The EU Council advanced its plans for post-status mission presences, establishing planning teams in Kosovo for a rule of law (ESDP) mission, and an International Civilian Office (ICO)/EU Special Representative (EUSR) office. NATO concluded in favour of allowing and overseeing the establishment of a small, lightly equipped Kosovo Security Force and fed this into the emerging Ahtisaari Proposal.
From February through September Ahtisaari’s office (UNOSEK) engaged the negotiating teams of Kosovo and Serbia in several rounds of direct talks in Vienna and mounted a number of expert missions to both capitals. With possibilities for the sides to agree exhausted, Ahtisaari readied his proposal for release in November but agreed to delay it until after Serbia’s elections, announced for 21 January 2007.
2007
Ahtisaari unveiled his 63-page Comprehensive Proposal for the Kosovo Status Settlement to both Serbia’s and Kosovo’s leaders on 2 February. Later in February, UNOSEK held two weeks of meetings between Kosovo and Serbia negotiators from which it refined a revised version of the Proposal, which it circulated before a final 10 March meeting of Kosovo’s and Serbia’s leaders. With this, Ahtisaari announced that the fourteen-month process, comprising seventeen rounds of direct talks in Vienna and 26 expert missions to Serbia and Kosovo, was over. He forwarded the Proposal to the UN Secretariat, together with a four-page report defining Kosovo’s political status. Secretary General Ban Ki-moon forwarded these to the Security Council on 26 March, expressing his full support for both documents. The Security Council heard Ahtisaari’s presentation on 3 April and dispatched a fact-finding mission to Serbia and Kosovo on 25-28 April.
After the UN Security Council was unable to agree on a resolution backing supervised independence, the six-nation Contact Group’s ‘Troika’ – the EU, U.S. and Russia – started a new round of negotiations between Pristina and Belgrade.

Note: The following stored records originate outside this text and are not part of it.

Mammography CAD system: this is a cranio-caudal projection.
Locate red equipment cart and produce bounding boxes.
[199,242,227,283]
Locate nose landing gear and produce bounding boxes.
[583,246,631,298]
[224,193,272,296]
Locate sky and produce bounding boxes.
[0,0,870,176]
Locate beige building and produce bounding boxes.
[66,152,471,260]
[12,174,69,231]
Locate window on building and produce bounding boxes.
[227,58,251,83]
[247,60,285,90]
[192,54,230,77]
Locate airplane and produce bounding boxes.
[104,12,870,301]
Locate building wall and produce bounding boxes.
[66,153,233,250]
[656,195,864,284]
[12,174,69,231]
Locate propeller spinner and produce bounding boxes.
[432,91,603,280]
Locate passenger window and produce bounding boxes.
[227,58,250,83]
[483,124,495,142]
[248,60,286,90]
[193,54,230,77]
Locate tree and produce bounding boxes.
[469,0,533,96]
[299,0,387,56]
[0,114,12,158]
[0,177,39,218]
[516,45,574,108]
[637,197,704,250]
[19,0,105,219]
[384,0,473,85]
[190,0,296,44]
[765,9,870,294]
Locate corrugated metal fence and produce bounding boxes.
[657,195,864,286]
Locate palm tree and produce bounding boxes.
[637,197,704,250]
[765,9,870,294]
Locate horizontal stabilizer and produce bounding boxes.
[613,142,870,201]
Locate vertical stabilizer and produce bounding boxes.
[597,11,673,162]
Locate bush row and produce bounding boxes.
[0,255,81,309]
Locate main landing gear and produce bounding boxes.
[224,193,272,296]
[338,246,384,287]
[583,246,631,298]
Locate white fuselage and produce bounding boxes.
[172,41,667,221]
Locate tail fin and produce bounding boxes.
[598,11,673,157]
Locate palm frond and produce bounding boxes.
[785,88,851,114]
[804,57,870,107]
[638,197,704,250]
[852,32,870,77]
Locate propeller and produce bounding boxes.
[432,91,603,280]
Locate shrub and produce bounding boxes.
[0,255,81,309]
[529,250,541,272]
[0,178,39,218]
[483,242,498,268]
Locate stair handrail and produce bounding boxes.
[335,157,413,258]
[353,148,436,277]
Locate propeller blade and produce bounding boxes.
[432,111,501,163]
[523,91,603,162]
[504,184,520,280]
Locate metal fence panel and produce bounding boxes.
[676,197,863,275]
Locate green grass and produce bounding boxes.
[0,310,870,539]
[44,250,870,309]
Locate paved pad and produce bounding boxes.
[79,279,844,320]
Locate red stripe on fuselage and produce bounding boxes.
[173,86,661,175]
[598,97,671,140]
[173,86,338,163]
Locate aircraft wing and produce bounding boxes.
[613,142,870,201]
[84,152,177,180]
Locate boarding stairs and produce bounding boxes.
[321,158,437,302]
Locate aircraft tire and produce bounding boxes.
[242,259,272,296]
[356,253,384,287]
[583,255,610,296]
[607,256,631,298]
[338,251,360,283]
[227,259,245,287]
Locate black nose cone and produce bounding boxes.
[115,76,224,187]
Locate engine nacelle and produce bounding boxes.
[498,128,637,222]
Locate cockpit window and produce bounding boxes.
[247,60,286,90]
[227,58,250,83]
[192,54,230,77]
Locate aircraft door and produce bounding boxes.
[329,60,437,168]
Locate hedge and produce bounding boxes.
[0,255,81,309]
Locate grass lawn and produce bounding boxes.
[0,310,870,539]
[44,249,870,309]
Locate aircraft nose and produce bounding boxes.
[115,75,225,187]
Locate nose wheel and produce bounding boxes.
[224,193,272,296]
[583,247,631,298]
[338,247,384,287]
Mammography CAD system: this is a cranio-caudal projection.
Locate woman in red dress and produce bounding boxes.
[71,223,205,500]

Talks ended on 10 December without a compromise status settlement; at a 14 December summit, EU leaders discussed preparations to proceed towards supervised independence based on the Ahtisaari plan and the deployment of a 1,800-strong EU security and rule of law mission.
2008
Kosovo declared independence on 17 February, confirming its acceptance of the Ahtisaari plan, its willingness for the EU to deploy new missions and for NATO to keep its force there. In Serbia, independence was met with street violence and government disunity – its coalition government fell on 10 March. South of the River Ibar, Serbs have protested peacefully. In north Mitrovica and the compactly Serb-settled territory above it, reactions have been more militant.
The members of the “Quint” – France, Germany, Italy, the UK and U.S., many other EU states and countries further afield are in the process of recognising Kosovo’s independence amid continued Serbian and Russian objection. The EU approved a three pronged mission deployment (EULEX) on 18 February, to include a rule of law mission, EU special representative (EUSR) and civilian office, and a development and reform commission unit. Dutch diplomat Pieter Feith has been appointed as the EUSR, and EULEX will be deployed over a transition period of 120 days.